Before we had even had a chance to finish our last bite of bacon, we were being boarded. Scientists from the Palmer research station arrived to give us a quick briefing about the work that they do before we went ashore. It was interesting to learn about some of the projects being conducted on Antarctica, and learn that the smallest land animal is actually a 3 mm non-flying insect that spends almost its entire life in the larvae stage. It can be frozen solid and still live!
|Drying one excursion's worth of socks.|
|The hot-tub with likely one|
the best view of the stars in the world!
After the presentation, we zipped across the bay in the zodiacs and met our tour guide, the electrician on base. He proceeded to tell us a little about life at the station. We toured around, Erin had the opportunity to pee on her sixth continent, (on other excursions this was forbidden), and we got our passports stamped. After a visit to the gift shop (I'm sure all science labs have these), we were disappointed to learn that the visa statement would not say Antarctica.
Following the station, we went to an island just across the bay.

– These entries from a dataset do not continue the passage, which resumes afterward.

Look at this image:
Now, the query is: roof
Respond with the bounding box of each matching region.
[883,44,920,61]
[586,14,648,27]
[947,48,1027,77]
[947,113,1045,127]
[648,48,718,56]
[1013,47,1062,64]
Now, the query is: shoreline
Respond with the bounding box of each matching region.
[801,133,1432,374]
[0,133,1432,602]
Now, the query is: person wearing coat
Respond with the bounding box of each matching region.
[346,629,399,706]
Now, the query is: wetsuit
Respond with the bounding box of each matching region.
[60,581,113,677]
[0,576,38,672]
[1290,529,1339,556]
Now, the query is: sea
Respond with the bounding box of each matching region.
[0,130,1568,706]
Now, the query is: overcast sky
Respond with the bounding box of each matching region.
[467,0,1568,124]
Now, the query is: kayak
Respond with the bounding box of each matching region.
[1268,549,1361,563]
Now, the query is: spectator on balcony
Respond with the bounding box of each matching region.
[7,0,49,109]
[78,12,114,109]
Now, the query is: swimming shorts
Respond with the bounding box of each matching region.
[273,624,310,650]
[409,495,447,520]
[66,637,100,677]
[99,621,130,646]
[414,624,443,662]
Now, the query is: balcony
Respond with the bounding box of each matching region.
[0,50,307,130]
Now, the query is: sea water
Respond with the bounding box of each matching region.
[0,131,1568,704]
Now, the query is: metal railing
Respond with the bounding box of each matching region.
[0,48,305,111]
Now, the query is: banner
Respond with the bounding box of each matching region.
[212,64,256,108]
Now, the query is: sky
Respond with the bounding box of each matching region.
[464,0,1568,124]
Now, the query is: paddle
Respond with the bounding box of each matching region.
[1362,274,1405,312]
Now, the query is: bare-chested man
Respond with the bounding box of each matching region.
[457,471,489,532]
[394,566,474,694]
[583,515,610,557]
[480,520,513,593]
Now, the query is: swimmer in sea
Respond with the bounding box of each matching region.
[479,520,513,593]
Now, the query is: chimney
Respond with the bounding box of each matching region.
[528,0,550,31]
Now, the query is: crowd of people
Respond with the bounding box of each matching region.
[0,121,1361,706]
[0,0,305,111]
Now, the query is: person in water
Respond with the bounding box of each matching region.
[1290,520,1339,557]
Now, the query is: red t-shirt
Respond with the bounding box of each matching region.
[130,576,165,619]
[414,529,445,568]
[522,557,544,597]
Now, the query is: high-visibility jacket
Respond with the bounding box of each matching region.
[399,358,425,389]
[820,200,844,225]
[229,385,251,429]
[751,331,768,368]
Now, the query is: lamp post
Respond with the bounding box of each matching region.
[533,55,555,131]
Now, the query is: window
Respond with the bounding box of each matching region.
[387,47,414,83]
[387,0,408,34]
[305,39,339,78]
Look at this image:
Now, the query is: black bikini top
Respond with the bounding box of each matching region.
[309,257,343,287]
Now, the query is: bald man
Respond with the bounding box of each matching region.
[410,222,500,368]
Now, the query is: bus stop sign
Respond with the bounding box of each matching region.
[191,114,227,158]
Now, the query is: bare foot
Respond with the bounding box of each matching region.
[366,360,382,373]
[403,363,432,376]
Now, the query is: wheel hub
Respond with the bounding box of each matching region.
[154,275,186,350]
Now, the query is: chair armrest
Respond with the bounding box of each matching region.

On shore we were treated to a long cold wait as it was decided for some reason that we would wait for everyone before being briefed. On the upside, Craig found a perfect large golf ball sized chunk of glacial ice on shore. Once we had received our briefing, we found it odd that the large female Elephant Seal laying next to us was never mentioned.
It was a short walk to the other side of the island, but eventful all the same. We sort of dismissed the warnings to be careful of the fur seals; I mean, we live in bear country...but their aggressive hissing, barking, and fighting with each other had Erin rattled enough that she kept pace with our expedition guide, leaving Craig behind the take photos and videos. He caught up quickly, though, which meant we were some of the first people to get a look at the small adelie colony. Craig got a few shots before Alejandro realized that we were actually supposed to keep back another 8 meters.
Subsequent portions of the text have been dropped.